Internationale omgeving
De Amerikaanse economie blijft sterk presteren, zoals blijkt uit het voorlopige reële bbp-groeicijfer voor het tweede kwartaal. Na een iets zwakker groeicijfer in het eerste kwartaal bedroeg de bbp-groei in het tweede kwartaal 1,0% kwartaal-op-kwartaal (4,1% op jaarbasis) (figuur 1). De sterke versnelling was toe te schrijven aan de grote bijdrage van de private consumptie aan de groei. Belastingstimuli, een sterk consumentenvertrouwen en gunstige arbeidsmarktvoorwaarden blijven de consumptieve bestedingen in de VS krachtig ondersteunen. Ook de federale uitgaven droegen bij tot de sterke binnenlandse vraag, voornamelijk door de sterke stijging van de defensie-uitgaven. De bijdrage van de netto-uitvoer aan de groei was uitzonderlijk hoog, hoofdzakelijk door de uitzonderlijk hoge export van sojabonen naar China in het tweede kwartaal. Er was sprake van een bevoorradingseffect met als doel de Chinese invoerrechten op de invoer uit de VS te vermijden die begin juli van kracht werden. In het derde kwartaal wordt dan ook een terugval van de netto-uitvoer verwacht.

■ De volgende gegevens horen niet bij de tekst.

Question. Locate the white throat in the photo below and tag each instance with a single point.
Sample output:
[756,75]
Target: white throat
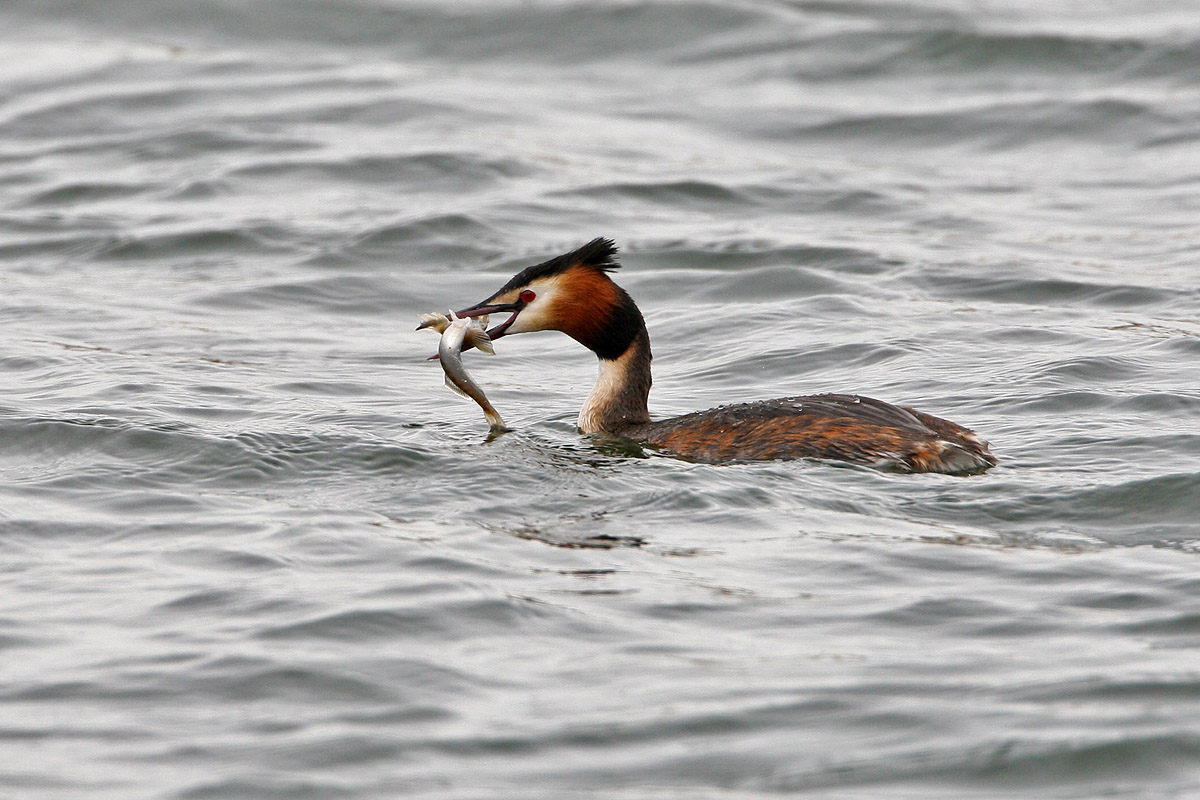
[605,394]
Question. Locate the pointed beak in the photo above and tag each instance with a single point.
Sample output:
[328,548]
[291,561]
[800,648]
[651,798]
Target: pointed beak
[484,308]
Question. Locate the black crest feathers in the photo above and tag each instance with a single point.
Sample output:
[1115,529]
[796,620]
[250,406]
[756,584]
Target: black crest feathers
[599,254]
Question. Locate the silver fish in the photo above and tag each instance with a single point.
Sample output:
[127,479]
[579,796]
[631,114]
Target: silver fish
[455,334]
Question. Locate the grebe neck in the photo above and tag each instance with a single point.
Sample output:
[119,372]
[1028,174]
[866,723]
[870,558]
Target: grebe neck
[618,401]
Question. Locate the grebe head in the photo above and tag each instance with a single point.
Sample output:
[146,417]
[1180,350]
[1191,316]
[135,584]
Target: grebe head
[570,293]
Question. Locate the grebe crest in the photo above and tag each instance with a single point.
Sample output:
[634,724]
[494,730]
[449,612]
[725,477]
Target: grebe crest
[575,294]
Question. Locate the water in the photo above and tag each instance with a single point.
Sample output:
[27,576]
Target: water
[253,548]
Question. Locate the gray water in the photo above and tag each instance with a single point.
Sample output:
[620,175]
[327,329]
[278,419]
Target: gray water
[252,547]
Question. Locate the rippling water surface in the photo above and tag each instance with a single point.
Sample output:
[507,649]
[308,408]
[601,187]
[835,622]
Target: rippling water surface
[253,548]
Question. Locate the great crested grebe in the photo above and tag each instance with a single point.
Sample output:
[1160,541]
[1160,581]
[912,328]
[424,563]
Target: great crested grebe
[574,294]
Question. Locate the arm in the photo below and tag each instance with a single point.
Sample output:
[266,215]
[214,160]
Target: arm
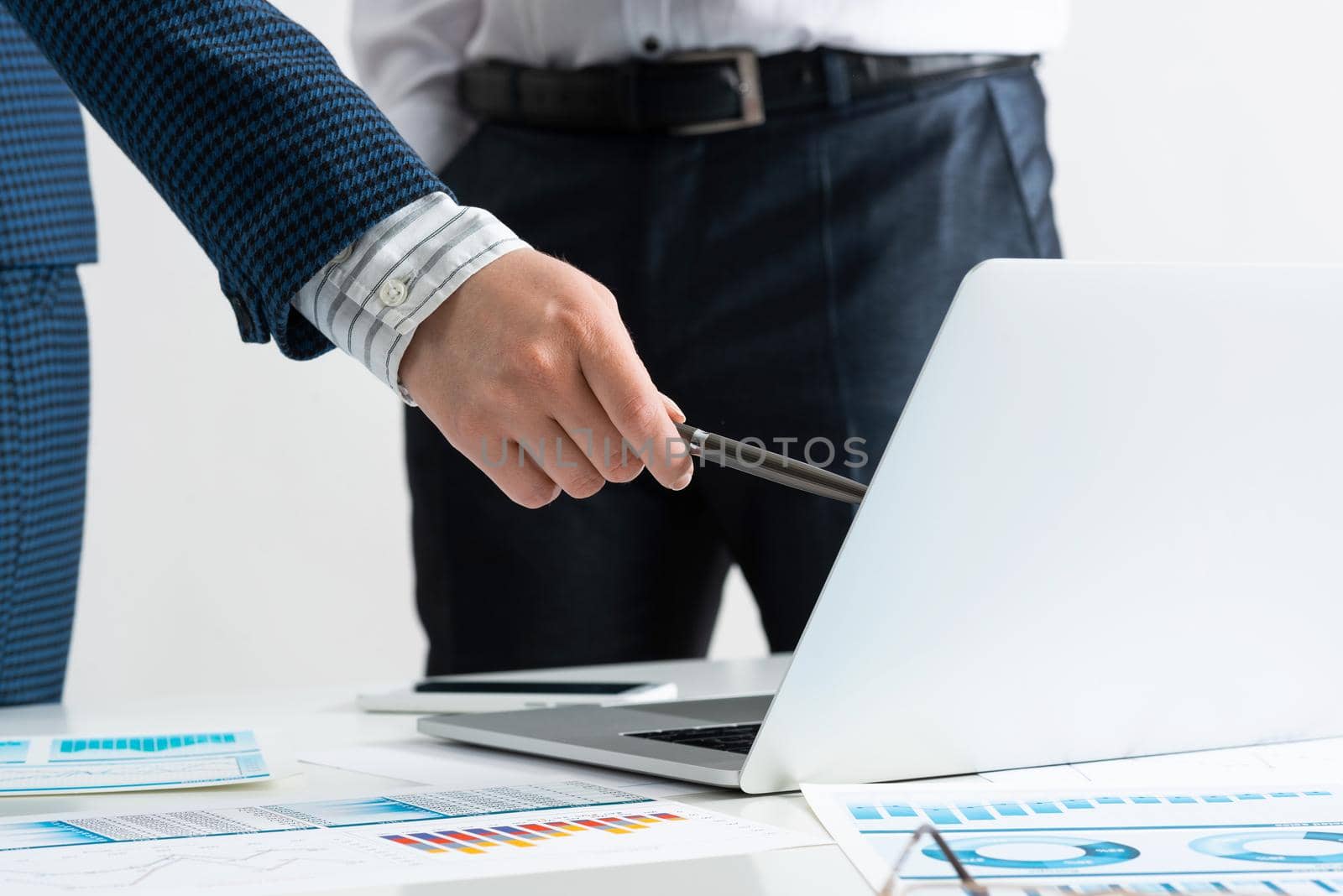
[275,163]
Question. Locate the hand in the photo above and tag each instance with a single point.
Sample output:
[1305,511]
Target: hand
[530,353]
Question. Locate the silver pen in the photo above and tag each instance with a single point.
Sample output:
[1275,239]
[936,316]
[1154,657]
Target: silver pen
[766,464]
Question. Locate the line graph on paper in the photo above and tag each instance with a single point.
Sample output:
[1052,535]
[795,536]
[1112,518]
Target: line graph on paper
[239,862]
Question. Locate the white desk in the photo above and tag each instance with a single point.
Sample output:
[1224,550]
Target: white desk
[320,719]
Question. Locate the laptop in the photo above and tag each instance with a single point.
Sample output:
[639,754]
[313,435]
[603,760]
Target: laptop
[1108,524]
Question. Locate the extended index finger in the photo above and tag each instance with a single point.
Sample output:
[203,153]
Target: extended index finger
[624,389]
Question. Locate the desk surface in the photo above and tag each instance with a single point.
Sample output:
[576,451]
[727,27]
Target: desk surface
[309,721]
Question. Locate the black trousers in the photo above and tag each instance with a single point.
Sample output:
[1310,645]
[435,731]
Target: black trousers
[782,284]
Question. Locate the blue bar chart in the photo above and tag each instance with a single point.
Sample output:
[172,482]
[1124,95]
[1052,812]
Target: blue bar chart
[964,813]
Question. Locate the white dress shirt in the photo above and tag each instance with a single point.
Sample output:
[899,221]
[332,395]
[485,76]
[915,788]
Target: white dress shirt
[369,300]
[409,51]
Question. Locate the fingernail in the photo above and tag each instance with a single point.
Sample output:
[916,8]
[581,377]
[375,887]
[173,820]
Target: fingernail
[673,407]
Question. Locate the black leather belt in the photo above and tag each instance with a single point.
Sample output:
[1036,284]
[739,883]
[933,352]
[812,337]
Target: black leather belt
[703,91]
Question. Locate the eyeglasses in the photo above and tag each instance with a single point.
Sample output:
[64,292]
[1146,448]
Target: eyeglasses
[967,886]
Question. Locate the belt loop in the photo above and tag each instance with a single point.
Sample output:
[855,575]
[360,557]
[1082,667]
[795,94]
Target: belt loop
[514,89]
[836,70]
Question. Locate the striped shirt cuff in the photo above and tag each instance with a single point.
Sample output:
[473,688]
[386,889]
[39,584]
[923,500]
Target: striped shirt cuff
[373,295]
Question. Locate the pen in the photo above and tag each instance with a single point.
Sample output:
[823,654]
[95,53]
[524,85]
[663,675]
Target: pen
[767,464]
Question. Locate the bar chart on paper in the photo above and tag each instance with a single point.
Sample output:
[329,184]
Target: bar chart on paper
[1205,840]
[400,839]
[60,763]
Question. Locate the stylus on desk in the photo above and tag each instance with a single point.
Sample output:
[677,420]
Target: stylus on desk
[766,464]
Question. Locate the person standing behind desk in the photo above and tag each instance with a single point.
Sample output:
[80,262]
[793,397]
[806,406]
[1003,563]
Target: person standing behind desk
[327,230]
[783,278]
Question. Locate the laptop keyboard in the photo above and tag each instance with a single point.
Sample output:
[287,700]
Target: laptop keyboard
[729,738]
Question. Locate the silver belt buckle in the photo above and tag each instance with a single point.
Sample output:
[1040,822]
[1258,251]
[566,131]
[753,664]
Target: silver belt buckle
[749,89]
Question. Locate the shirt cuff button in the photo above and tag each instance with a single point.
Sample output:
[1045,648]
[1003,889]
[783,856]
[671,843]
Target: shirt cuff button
[393,293]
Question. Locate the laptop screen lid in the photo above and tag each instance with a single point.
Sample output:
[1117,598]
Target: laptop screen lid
[1108,524]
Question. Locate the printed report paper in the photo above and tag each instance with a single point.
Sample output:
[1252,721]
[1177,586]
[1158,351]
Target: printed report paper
[1197,839]
[403,839]
[71,763]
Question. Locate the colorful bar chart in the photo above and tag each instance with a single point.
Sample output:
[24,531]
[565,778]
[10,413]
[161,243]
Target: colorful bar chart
[969,813]
[477,841]
[140,746]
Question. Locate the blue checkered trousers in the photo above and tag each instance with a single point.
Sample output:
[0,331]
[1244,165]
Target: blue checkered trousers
[266,154]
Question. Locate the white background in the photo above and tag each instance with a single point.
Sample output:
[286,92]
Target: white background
[248,515]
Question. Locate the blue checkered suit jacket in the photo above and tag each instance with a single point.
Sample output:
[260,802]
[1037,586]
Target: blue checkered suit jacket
[269,156]
[248,130]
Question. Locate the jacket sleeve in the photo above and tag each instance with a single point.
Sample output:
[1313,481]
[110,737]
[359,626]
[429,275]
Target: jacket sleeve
[248,128]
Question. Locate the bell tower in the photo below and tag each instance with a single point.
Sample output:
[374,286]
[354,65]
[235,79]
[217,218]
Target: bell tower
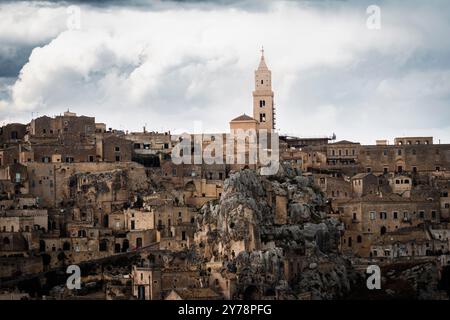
[263,107]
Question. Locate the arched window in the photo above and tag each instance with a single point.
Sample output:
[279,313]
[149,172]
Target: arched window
[66,246]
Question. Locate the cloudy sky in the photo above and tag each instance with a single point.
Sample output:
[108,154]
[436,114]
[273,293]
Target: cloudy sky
[168,64]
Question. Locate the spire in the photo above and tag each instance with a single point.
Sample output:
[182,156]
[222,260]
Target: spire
[262,63]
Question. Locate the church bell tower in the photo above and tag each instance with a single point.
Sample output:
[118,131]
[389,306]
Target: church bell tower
[263,107]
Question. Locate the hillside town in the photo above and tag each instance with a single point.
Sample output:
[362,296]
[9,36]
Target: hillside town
[140,226]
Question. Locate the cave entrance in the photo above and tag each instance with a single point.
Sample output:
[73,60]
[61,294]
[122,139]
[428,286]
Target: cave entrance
[138,243]
[41,246]
[106,221]
[141,292]
[103,246]
[125,245]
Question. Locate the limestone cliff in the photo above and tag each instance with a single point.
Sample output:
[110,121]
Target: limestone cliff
[273,233]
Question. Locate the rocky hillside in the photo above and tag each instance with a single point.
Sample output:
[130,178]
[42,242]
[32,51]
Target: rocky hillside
[290,259]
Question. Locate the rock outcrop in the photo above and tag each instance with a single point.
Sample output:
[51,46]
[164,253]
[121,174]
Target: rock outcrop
[243,232]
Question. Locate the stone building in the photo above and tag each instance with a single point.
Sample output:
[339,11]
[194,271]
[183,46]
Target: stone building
[372,216]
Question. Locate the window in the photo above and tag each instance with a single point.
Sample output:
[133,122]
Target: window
[262,117]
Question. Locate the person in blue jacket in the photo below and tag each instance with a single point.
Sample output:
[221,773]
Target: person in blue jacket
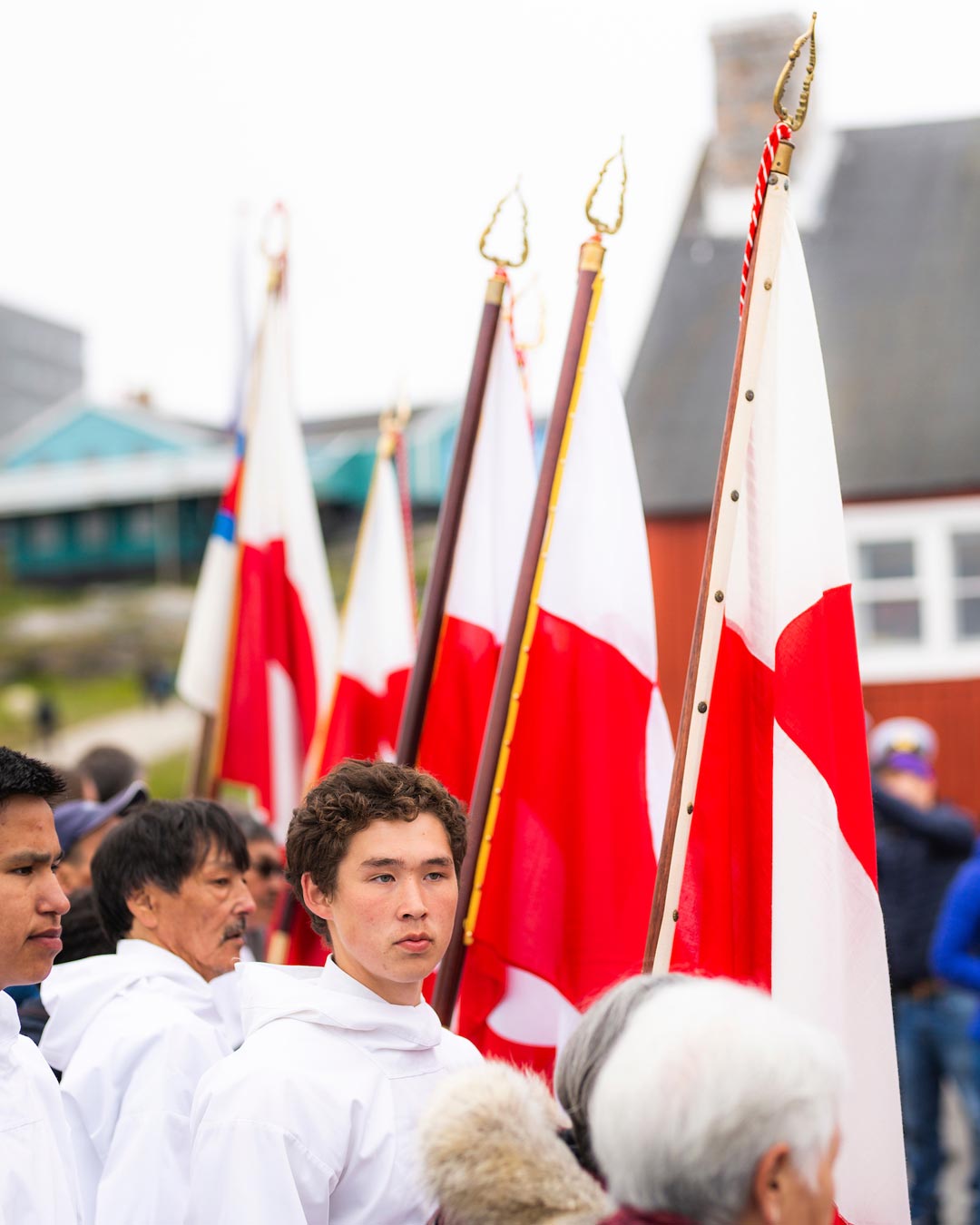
[921,844]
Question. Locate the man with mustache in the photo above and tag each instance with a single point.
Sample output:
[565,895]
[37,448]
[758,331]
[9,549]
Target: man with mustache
[314,1117]
[133,1031]
[37,1172]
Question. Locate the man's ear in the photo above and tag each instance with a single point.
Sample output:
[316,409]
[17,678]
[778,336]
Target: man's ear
[141,906]
[769,1185]
[315,898]
[69,876]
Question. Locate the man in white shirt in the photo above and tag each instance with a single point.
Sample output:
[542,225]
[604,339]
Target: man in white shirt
[37,1171]
[314,1119]
[133,1031]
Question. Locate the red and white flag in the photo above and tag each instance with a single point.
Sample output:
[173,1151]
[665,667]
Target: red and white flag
[377,632]
[778,885]
[283,641]
[569,877]
[489,548]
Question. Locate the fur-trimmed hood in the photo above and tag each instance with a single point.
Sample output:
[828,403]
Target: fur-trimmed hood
[492,1153]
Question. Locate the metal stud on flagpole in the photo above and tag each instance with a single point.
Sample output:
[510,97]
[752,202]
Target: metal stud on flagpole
[765,239]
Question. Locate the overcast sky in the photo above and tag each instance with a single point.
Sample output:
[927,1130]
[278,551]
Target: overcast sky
[135,133]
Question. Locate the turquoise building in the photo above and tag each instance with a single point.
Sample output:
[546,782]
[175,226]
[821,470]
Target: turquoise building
[94,493]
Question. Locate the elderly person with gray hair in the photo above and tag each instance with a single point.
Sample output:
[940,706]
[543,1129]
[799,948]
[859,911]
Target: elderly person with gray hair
[583,1056]
[718,1108]
[492,1138]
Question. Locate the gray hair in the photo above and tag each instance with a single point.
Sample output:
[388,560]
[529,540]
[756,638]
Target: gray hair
[700,1088]
[583,1055]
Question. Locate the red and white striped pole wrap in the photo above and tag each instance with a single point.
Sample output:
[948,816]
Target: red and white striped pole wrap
[779,132]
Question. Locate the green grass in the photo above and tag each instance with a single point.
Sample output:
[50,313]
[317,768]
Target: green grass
[75,699]
[15,598]
[168,777]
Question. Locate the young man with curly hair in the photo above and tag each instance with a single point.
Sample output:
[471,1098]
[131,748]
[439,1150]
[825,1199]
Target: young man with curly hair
[38,1185]
[314,1119]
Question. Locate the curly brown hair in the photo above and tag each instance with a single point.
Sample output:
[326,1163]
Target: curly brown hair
[354,794]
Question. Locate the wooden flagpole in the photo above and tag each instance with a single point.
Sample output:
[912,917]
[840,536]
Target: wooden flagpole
[590,265]
[766,241]
[447,531]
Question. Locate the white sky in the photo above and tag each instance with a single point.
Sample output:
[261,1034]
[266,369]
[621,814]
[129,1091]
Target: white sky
[133,133]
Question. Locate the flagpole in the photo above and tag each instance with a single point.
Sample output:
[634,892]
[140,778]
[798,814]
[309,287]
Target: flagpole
[484,790]
[451,512]
[765,239]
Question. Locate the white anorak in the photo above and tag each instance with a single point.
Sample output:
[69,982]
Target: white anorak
[37,1170]
[314,1119]
[132,1032]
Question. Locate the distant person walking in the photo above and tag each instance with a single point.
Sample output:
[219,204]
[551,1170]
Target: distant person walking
[45,720]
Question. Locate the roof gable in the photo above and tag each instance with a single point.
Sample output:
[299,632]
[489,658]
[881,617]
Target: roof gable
[895,270]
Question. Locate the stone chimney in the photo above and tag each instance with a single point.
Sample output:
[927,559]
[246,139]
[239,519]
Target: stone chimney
[749,56]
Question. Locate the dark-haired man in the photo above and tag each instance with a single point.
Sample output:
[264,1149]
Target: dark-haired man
[133,1031]
[111,769]
[314,1119]
[37,1171]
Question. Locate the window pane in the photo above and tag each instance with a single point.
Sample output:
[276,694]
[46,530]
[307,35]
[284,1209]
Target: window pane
[141,524]
[886,559]
[968,616]
[45,534]
[891,622]
[966,554]
[93,529]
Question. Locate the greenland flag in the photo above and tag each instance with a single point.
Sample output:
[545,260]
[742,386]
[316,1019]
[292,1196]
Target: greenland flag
[571,865]
[779,879]
[489,549]
[283,641]
[377,633]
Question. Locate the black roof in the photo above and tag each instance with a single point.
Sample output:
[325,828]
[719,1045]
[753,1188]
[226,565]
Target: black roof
[895,269]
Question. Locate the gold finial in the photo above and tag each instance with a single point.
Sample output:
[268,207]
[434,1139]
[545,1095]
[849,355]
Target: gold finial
[797,122]
[499,259]
[276,244]
[602,227]
[392,423]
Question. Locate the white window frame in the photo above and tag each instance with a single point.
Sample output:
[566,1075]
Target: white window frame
[930,524]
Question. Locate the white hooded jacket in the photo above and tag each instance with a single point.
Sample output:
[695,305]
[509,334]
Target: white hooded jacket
[132,1032]
[37,1171]
[314,1119]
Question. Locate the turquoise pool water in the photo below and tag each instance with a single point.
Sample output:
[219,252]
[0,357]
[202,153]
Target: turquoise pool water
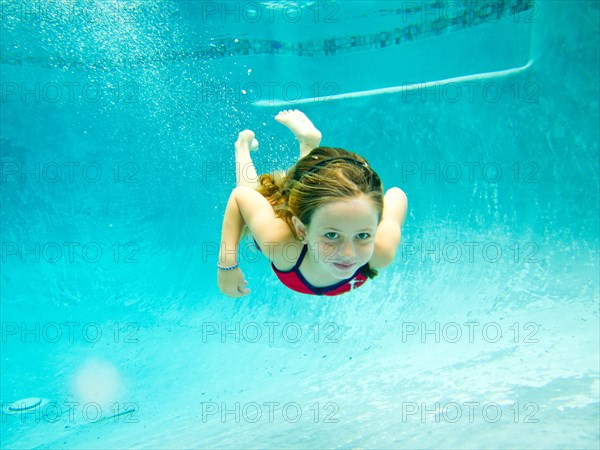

De reeds beschikbare gegevens voor het derde kwartaal wijzen op een voortzetting van de stevige groei. De arbeidsmarkt blijft goed presteren en de sentimentsindicatoren zijn nog altijd uiterst positief, weliswaar onder hun recente hoogtepunt. Het lijkt er dus op dat de negatieve gevolgen van de handelsoorlog worden gecompenseerd door een reeks positieve factoren die de Amerikaanse economie momenteel ondersteunen. Op basis hiervan hebben we onze groeiprognose voor 2018 voorzichtig bijgesteld van 2,8% naar 2,9%. Tegelijk zien we het risico op een oververhitting en een boom-bust scenario toenemen. In deze gunstige reële economische context is het waarschijnlijk dat de inflatoire druk zal toenemen. De stijging van de olieprijs drijft de inflatie op, maar in mindere mate dan in de eurozone. Bovendien blijft de krapte op de arbeidsmarkt toenemen, waardoor er opwaartse druk op de lonen ontstaat. Als gevolg hiervan is ook onze inflatieprognose voor 2018 naar boven bijgesteld van 2,4% naar 2,5%. De huidige activiteits- en inflatietendensen zullen de Federal Reserve helpen om haar geleidelijke normalisering van het monetaire beleid volgens plan voort te zetten.
Figuur 1 - Stijgende divergentie in de wereldwijde economische cyclus (reële bbp, % verandering kwartaal-op-kwartaal)
Bron: KBC Economic Research gebaseerd op Eurostat, BEA, ONS en Japan Cabinet Office (2018)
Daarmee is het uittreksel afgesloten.